TextSearch API

Base.:*Method
*(a::DVEC{Ti,Tv}, b::DVEC{Ti,Tv}) where {Ti,Tv<:Real}
*(a::DVEC{K, V}, b::F) where K where {V<:Real} where {F<:Real}

Computes the element-wise product of a and b

source
Base.:+Method
+(a::DVEC{Ti,Tv}, b::DVEC{Ti,Tv}) where {Ti,Tv<:Real}
+(a::DVEC, b::Pair)

Computes the sum of a and b

source
Base.:-Method
-(a::DVEC{Ti,Tv}, b::DVEC{Ti,Tv}) where {Ti,Tv<:Real}

Substracts of b of a

source
Base.:/Method
/(a::DVEC{K, V}, b::F) where K where {V<:Real} where {F<:Real}

Computes the element-wise division of a and b

source
Base.sumMethod
Base.sum(col::AbstractVector{<:DVEC})

Computes the sum of the given list of vectors

source
Base.zeroMethod
zero(::Type{DVEC{Ti,Tv}}) where {Ti,Tv}

Creates an empty DVEC vector

source
Distances.evaluateMethod
evaluate(::AngleDistance, a::DVEC, b::DVEC)::Float64

Computes the angle between two DVEC sparse vectors

source
Distances.evaluateMethod
evaluate(::CosineDistance, a::DVEC, b::DVEC)::Float64

Computes the cosine distance between two DVEC sparse vectors

source
Distances.evaluateMethod
evaluate(::NormalizedAngleDistance, a::DVEC, b::DVEC)::Float64

Computes the angle between two DVEC sparse vectors

It supposes that all bags are normalized (see normalize! function)

source
Distances.evaluateMethod
evaluate(::NormalizedCosineDistance, a::DVEC, b::DVEC)::Float64

Computes the cosine distance between two DVEC sparse vectors

It supposes that bags are normalized (see normalize! function)

source
SimilaritySearch.restoreindexMethod
loadindex(...; staticgraph=false, parent="/")
restoreindex(file, parent::String, index, meta, options::Dict; staticgraph=false)

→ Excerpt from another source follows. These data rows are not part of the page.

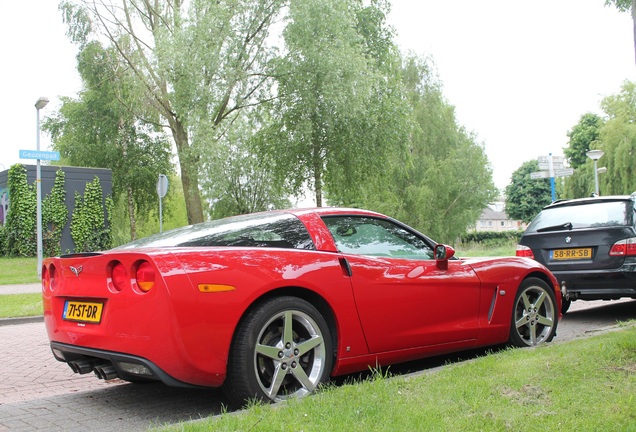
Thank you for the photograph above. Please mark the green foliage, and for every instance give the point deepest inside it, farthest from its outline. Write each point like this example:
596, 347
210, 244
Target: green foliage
21, 305
621, 5
196, 64
525, 197
618, 140
54, 216
492, 237
444, 182
20, 226
88, 226
582, 138
174, 215
236, 179
99, 130
339, 113
18, 270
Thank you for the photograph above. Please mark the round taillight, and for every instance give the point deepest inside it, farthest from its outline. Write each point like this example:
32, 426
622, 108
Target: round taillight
52, 278
119, 276
145, 276
46, 279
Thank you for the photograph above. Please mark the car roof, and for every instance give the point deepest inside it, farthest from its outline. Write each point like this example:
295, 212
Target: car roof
589, 200
333, 211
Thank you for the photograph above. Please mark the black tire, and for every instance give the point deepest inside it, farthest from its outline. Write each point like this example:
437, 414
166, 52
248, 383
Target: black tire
282, 349
534, 314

load the inverted index optionally making the postings lists static or dynamic

source
SimilaritySearch.searchMethod

search(acceptpostinglist::Function, idx::BM25InvertedFile, ctx::InvertedFileContext, qtext::AbstractString, res::KnnResult search(idx::BM25InvertedFile, ctx::InvertedFileContext, qtext::AbstractString, res::KnnResult

Find candidates for solving query Q using idx. It calls callback on each candidate (docID, dist)

source
SparseArrays.sparsevecMethod
sparsevec(vec::DVEC{Ti,Tv}, m=0) where {Ti<:Integer,Tv<:Number}

Creates a sparse vector from a DVEC sparse vector

source
TextSearch.add!Method
add!(a::DVEC{Ti,Tv}, b::DVEC{Ti,Tv}) where {Ti,Tv<:Real}
add!(a::DVEC{Ti,Tv}, b::AbstractSparseArray) where {Ti,Tv<:Real}
add!(a::DVEC{Ti,Tv}, b::Pair{Ti,Tv}) where {Ti,Tv<:Real}

Updates a to the sum of a+b

source
TextSearch.approxvocFunction
approxvoc(
    voc::Vocabulary,
    dist::SemiMetric=JaccardDistance();
    maxdist::Real = 0.7,
    textconfig=TextConfig(qlist=[3]),
    doc_min_freq::Integer=1,  # any hard vocabulary pruning are expected to be made in `voc`
    doc_max_ratio::AbstractFloat=0.4 # popular tokens are likely to be thrash
)

Vocabulary Lookup that retrieves the nearest token under some set distance (see SimilaritySearch and InvertedFiles) using a character q-gram representation.

source
TextSearch.bagofwords!Method
bagofwords!(bow::BOW, voc::Vocabulary, tokenlist::TokenizedText)
bagofwords!(buff::TextSearchBuffer, voc::Vocabulary, text)
bagofwords(voc::Vocabulary, messages)

Creates a bag of words from the given text (a string or a list of strings). If bow is given then updates the bag with the text. When config is given, the text is parsed according to it.

source
TextSearch.bagofwords!Method
bagofwords(voc::Vocabulary, messages::AbstractVector)
bagofwords!(buff, voc::Vocabulary, messages::AbstractVector)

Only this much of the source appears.